Women: the most scarce resource

Quote: (06-13-2013 10:29 PM)Wutang Wrote:  

http://www.artofmanliness.com/2013/06/10...ale-honor/

"If Chagnon was surprised to find that the Yanomamö were not the peace-loving noble savages he had expected, he was equally surprised to learn the cause of their constant conflict.

Chagnon’s education in anthropology had stressed that primitive peoples only went to war over material resources – land, food, oil, water, wealth, etc. – just like industrialized nations did. What Chagnon discovered in the field was the Yanomamö did indeed fight over a scarce resource, but it was one his contemporaries completely dismissed: women.

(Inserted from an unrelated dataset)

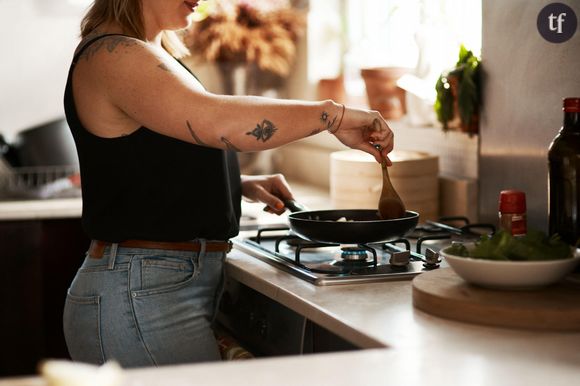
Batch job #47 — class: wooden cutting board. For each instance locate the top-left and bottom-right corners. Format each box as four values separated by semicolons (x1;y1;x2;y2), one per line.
413;268;580;331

Chagnon argues that the Yanomamö were driven by a biological desire to pass on their genes just as other animals were, and that their conflicts were almost entirely rooted in reproductive competition. “The tokens of wealth that we civilized people covet are largely irrelevant to success and survival in the tribal world and were irrelevant during most of human history,” Chagnon writes. “But women have always been the most valuable single resource that men fight for and defend.”

Napoleon Chagnon has been absolutely demonized by the bulk of the anthropological and social science community. In the book "Darkness in El Dorado" journalist Patrick Tierney practically accused him of genocide for supposedly spurring a measles epidemic among the Yanomamö. As it turns out, he was cleared of this charge by the leading anthropological body in America.

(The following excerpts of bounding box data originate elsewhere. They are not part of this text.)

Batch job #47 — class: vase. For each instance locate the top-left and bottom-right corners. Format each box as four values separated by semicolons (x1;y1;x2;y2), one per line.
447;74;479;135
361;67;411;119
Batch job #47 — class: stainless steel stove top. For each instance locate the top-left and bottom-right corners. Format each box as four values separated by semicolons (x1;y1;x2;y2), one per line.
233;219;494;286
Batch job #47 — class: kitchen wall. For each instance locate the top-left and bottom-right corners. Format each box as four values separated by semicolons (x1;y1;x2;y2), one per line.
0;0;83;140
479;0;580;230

In the final analysis, the man's been treated like a pariah because he studied Amazonian tribal society without ideological blinkers. He came in with the typical preconceptions, but years of experience in the field schooled him otherwise. He learned that mankind behaves much like other animals in traditional societies, and that we have innate tendencies that transcend cultural context. This in itself makes him anathema to most academics in the social sciences.

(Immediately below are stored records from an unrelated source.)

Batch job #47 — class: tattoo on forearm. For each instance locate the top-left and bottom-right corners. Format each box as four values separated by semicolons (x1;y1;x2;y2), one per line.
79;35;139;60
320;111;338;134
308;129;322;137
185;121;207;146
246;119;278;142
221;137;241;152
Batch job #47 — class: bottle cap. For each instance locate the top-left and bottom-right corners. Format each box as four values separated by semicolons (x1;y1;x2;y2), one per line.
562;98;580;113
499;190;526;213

But they also despise him for who he is. Chagnon is a throwback. Starting in the 1960's he spent decades in untamed wilderness studying tribal societies first hand. He's a modern day version of a colonial explorer from the 19th century, such as Henry Morton Stanley, the man who searched for David Livingstone.

The irony is that he's always shown respect for the Yanomamö and is far from a racist or cultural imperialist, or whatever it is he's been charged for. But he deals with mankind as it is, instead of as we would like it to be. And that's enough to make him worthy of hate.